Già un paio di mesi fa mi ero occupato, in questa rubrica, del rapporto perverso che intercorre tra sport e mass-media. Il tema mi è tornato alla mente in questi giorni di marzo, un po’ grazie ai manifesti spuntati su e giù per il Ticino per sollecitare di nuovo a dare un futuro a quell’hockey club che ha bisogno di soldi; e un po’ per le vicissitudini di quell’altro club – di football questa volta […]. Questo è lo sport, bellezza! Ma è a dir poco ipocrita far finta di scandalizzarsi, come fanno i mass-media locali. La realtà che sta venendo a galla sembrerebbe tutto meno che istruttiva: tra presunte evasioni fiscali, millantati crediti, procuratori che indagano (questi sì, reali) e giornalisti sportivi che commentano – ma non spiegano – c’è di che vietare immediatamente le pagine sportive e il canale TSI 2 a tutti i minori.

Non da oggi, a ogni buon conto, lo sport è all’epicentro dello scandalo: di doping si parla ormai da decenni, né si possono dimenticare – citando a caso – il totonero di qualche anno fa o le mutazioni sessuali delle atlete della Germania orientale prima dell’89. Ma rispetto ad altre indecenze, poco probabilmente il movimento sportivo ne uscirà sconfitto o ridimensionato, grazie soprattutto allo strapotere della stampa specializzata: cominciare saggiamente a descrivere lo sport per quello che è, usando un gergo ordinario e riportandolo al ruolo che gli compete, significherebbe un’elevata perdita di posti di lavoro, giacché è difficile trasformare un cronista di pallacanestro in un commentatore politico o in un reporter di guerra. Meglio quindi intessere improbabili analisi psicologiche e dissertazioni sulla fenomenologia del capocannoniere, perché gli spazi disponibili devono pur essere riempiti. Come ben riassume una vignetta sull’ultimo numero del Diavolo, “Berlusconi presidente del Consiglio può fare anche il presidente del Milan. Non c’è conflitto d’interessi… La Nazionale non può giocare contro il Milan!!!”; alla stessa stregua Libàno Zanolari può continuare indisturbato il suo lavoro, perché non farà mai una discesa libera, così come Ezio Guidi non sfiderà mai Martina Hingis. Effettivamente, non c’è conflitto d’interessi, anche se le martine hingis prosperano proprio grazie agli ezî guidi sparsi nel mondo.

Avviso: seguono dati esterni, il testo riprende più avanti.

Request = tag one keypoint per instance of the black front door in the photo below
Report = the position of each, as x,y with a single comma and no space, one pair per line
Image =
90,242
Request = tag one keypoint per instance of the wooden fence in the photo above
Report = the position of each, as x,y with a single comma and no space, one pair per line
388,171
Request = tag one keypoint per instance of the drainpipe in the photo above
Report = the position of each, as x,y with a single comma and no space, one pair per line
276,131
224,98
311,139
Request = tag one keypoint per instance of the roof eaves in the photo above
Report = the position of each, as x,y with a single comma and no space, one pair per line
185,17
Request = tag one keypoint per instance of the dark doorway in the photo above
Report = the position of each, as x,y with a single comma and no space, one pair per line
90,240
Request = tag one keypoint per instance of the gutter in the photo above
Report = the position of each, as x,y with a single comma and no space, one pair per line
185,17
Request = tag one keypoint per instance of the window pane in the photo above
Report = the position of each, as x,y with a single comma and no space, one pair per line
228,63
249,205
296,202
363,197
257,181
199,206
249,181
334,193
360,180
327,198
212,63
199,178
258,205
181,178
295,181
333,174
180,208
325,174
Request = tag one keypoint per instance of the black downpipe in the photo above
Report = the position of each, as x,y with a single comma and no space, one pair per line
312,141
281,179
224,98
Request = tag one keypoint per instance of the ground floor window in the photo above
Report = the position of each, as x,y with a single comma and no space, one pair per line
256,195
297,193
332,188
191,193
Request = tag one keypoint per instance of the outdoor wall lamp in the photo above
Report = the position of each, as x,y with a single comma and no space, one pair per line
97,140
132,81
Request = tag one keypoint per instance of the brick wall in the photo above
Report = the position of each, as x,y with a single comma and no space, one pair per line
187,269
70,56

Peccato che un gran numero di ragazzi e giovani continuerà a scontrarsi con società sportive che in loro, al di là dei proclami, cercano solo i futuri campioni, ostentando arrogante strafottenza verso De Coubertin e i suoi (sempre più introvabili) accoliti. In realtà è difficile, per un genitore, trovare per suo figlio una società sportiva in cui davvero si possa fare dello sport secondo gli ideali che dovrebbero qualificare questa intelligente maniera di occupare il tempo libero. Oggi il ragazzo che vorrebbe giocare al calcio – così, per divertirsi – si scontra quasi sempre con campionati e tornei che rischiano di assorbire tutto il suo tempo extra-scolastico, trasformando il calcio (o il ciclismo, o la ginnastica, o…) nell’ombelico della vita. Quanti di loro saranno campioni? E quanti, invece, aggiungeranno le frustrazioni della palestra a quelle dell’aula?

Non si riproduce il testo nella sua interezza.